Destacando alguns aspectos — Diário de leitura (13)

Depois de um breve hiato, é hora de voltar com o meu diário de leitura de “As mil e uma noites” e, desta vez, com A história de Ganem, filho de Abu Airu, Escravo do Amor. E confesso que, escrevendo esse título, percebi que ele pode ser um pouco ambíguo, pois “Escravo do Amor” poderia referir-se à Ganem ou à Abu Airu. Lendo a história, porém, compreendo que refere-se à Ganem.

Essa é uma história, de uma forma ou de outra, muito parecida com algumas outras, mas não sei se pelos dias que fiquei afastada do livro ou se pela forma da narrativa mesmo, consegui detectar claramente dois traços culturais interessantes.

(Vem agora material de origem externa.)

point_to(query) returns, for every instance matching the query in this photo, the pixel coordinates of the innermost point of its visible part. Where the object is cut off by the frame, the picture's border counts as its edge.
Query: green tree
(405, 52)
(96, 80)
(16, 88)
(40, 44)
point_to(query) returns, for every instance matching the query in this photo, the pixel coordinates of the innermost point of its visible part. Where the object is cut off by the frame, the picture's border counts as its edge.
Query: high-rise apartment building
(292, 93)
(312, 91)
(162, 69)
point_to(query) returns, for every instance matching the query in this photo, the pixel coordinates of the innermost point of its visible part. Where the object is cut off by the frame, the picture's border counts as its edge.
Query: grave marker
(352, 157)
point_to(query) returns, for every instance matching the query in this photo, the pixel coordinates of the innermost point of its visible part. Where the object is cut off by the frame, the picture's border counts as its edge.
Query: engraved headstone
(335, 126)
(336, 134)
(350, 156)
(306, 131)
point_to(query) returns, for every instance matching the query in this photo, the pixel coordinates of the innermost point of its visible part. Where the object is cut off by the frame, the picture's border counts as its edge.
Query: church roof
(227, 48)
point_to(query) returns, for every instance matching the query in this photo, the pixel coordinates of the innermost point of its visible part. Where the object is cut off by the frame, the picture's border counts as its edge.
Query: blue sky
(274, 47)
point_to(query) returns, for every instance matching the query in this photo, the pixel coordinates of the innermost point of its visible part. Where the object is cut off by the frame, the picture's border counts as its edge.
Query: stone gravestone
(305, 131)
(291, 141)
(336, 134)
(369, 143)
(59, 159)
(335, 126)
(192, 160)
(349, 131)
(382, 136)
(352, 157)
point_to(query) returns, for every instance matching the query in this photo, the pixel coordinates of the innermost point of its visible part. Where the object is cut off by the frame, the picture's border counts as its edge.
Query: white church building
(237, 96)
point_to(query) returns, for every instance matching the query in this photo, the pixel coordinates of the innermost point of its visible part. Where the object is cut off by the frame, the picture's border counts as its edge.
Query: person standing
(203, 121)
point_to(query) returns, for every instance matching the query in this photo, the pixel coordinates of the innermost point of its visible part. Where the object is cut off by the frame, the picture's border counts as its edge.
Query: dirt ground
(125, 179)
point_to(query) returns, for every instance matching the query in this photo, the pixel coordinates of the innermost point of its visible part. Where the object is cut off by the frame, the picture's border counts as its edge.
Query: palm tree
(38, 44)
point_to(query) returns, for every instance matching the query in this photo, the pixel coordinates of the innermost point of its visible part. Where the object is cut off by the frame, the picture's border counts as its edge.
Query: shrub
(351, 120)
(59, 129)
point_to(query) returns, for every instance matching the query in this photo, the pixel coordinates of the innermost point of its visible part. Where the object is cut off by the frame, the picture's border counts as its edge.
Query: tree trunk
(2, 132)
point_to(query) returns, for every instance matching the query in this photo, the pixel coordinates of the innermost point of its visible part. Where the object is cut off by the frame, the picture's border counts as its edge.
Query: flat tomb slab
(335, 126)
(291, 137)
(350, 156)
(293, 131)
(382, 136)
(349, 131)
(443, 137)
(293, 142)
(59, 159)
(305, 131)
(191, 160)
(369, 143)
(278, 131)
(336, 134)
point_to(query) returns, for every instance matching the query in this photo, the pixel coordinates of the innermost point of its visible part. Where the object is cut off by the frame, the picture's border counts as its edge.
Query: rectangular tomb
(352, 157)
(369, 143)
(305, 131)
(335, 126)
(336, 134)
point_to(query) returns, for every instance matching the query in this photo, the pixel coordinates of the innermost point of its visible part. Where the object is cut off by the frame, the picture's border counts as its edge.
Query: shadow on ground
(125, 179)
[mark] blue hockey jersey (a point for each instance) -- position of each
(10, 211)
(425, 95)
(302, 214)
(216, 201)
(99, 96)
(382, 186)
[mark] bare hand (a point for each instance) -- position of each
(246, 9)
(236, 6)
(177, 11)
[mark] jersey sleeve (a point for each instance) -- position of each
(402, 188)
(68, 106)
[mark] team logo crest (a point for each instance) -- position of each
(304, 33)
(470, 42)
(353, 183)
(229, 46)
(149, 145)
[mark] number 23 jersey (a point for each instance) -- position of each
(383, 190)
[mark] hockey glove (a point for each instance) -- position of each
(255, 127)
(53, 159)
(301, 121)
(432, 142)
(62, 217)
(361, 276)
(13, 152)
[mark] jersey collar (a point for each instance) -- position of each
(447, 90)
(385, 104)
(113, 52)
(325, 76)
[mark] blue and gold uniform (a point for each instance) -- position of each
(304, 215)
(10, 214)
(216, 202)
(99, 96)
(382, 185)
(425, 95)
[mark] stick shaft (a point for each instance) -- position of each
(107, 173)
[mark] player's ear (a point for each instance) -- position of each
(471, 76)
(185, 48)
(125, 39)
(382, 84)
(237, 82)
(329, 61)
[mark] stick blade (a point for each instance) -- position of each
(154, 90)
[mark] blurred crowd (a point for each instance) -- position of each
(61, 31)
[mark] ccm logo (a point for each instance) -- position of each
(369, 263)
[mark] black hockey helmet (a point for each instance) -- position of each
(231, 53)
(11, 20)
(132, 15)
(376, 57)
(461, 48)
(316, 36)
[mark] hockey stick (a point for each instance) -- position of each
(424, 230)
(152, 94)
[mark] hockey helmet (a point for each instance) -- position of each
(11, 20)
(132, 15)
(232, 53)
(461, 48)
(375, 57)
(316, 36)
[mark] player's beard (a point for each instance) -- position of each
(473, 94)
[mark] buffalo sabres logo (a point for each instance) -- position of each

Antes disso, porém, gostaria de destacar essa passagem, que ainda hoje nos serve tão bem:

“Apressou o passo para chegar mais depressa, mas como acontece frequentemente, quanto mais pressa se tem tanto menos se avança, tomou um caminho pelo outro e perdeu-se na escuridão, de modo que já era quase meia-noite quando chegou à porta da cidade”

Isso é o que hoje chamaríamos de Lei de Murphy. É interessante ver esse tipo de pensamento já numa história tão antiga quanto As mil e uma noites. Mas passemos aos traços culturais que mais pude notar nesta narrativa.

Outro dia, meu namorado me ensinou que, na cultura do Oriente Médio, coisas importantes não podem ser ditas em pé, porque essas coisas não podem ser ditas com pressa, já que, sendo importantes, precisamos refletir sobre elas. Quando ele me disse isso, pensei já ter visto algo do tipo em As mil e uma noites, mas não tinha nenhum exemplo concreto em mente. Nesta história, porém, isto apareceu novamente:

“Ele queria permanecer de pé, mas ela respondeu que não tocaria em nada se ele não se sentasse e comesse também”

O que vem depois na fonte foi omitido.